Édito

«  Habiter la Terre, penser le trouble »

Dans son ouvrage, Vivre avec le trouble, la philosophe et biologiste Donna Haraway (invitée de la Manufacture d’idées 2020 initialement prévue) propose de considérer le problème de la catastrophe écologique comme la matière même de ce sur quoi nous pouvons agir et ce à partir de quoi nous pouvons penser. Selon elle, il n’y a pas de solution à la catastrophe, mais des manières plus ou moins pertinentes et enrichissantes de faire-avec, de cohabiter avec d’autres espèces (animaux, plantes, mais aussi microbes et bactéries), de créer de nouvelles parentés pour « susciter une réponse puissante à des événements dévastateurs ».
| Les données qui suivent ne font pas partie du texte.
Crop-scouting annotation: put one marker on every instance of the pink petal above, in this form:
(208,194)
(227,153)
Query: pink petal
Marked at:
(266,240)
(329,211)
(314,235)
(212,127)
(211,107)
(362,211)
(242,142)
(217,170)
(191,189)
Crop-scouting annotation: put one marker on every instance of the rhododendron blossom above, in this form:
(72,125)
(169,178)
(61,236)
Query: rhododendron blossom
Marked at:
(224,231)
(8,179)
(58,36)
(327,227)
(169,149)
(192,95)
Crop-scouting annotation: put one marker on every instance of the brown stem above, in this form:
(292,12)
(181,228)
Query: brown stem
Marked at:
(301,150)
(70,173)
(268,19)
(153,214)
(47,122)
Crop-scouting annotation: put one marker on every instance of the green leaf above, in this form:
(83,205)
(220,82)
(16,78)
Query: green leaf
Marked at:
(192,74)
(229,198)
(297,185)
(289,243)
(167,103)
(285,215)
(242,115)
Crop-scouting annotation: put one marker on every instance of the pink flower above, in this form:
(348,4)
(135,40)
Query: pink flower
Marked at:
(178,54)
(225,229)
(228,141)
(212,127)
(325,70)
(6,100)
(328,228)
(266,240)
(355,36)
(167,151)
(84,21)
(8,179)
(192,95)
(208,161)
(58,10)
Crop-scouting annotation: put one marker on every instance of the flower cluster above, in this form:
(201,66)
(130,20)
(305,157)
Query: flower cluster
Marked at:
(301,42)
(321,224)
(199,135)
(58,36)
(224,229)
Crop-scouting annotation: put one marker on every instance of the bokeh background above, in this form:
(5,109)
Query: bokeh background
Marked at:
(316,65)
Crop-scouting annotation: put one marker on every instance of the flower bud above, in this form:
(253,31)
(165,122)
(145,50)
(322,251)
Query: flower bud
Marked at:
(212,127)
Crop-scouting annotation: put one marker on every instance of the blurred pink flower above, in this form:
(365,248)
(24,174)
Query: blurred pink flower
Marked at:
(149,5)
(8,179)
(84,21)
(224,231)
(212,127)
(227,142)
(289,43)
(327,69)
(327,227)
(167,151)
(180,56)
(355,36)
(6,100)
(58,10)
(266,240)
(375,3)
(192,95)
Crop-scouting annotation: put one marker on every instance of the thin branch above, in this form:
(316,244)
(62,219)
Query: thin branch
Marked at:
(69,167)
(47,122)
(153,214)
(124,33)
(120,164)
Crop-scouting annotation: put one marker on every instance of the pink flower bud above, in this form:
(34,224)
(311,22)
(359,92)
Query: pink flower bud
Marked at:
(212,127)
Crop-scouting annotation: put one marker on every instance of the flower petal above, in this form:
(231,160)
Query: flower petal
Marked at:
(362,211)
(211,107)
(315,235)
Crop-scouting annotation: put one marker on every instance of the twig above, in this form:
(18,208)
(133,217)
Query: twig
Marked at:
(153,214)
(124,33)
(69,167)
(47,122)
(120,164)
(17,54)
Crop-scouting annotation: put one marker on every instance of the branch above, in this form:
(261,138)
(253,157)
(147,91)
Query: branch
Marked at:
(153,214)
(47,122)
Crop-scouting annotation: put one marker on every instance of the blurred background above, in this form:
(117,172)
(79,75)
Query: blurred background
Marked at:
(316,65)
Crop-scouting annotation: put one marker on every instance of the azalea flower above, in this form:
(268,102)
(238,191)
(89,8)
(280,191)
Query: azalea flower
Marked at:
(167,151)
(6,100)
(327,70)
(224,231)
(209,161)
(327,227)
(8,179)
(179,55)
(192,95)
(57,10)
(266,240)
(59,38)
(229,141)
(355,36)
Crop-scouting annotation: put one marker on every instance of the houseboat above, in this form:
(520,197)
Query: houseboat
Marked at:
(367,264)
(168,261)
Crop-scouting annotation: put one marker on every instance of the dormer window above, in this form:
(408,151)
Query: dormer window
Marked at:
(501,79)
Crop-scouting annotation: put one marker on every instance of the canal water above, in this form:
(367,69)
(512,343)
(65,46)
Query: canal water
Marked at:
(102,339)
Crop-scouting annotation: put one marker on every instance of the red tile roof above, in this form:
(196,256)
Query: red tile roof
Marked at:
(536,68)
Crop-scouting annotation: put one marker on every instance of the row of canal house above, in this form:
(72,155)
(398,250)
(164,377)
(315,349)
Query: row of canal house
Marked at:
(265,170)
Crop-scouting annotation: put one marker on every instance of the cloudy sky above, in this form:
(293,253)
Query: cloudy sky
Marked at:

De son côté, l’anthropologue Eduardo Kohn (qui devait également participer à l’édition 2020) écrit dans Comment pensent les forêts : « Étant donné les défis posés par la nécessité d’apprendre à vivre avec une variété toujours plus grande de formes de vie – qu’il s’agisse d’animaux de compagnie, de mauvaises herbes, d’animaux nuisibles, de commensaux, de nouveaux pathogènes, d’animaux « sauvages » ou de « mutants » technoscientifiques – il est non seulement crucial mais aussi urgent de développer une manière précise d’analyser dans quelle mesure l’humain est tout à la fois distinct de, et en continuité avec, ce qui se trouve au-delà de lui. »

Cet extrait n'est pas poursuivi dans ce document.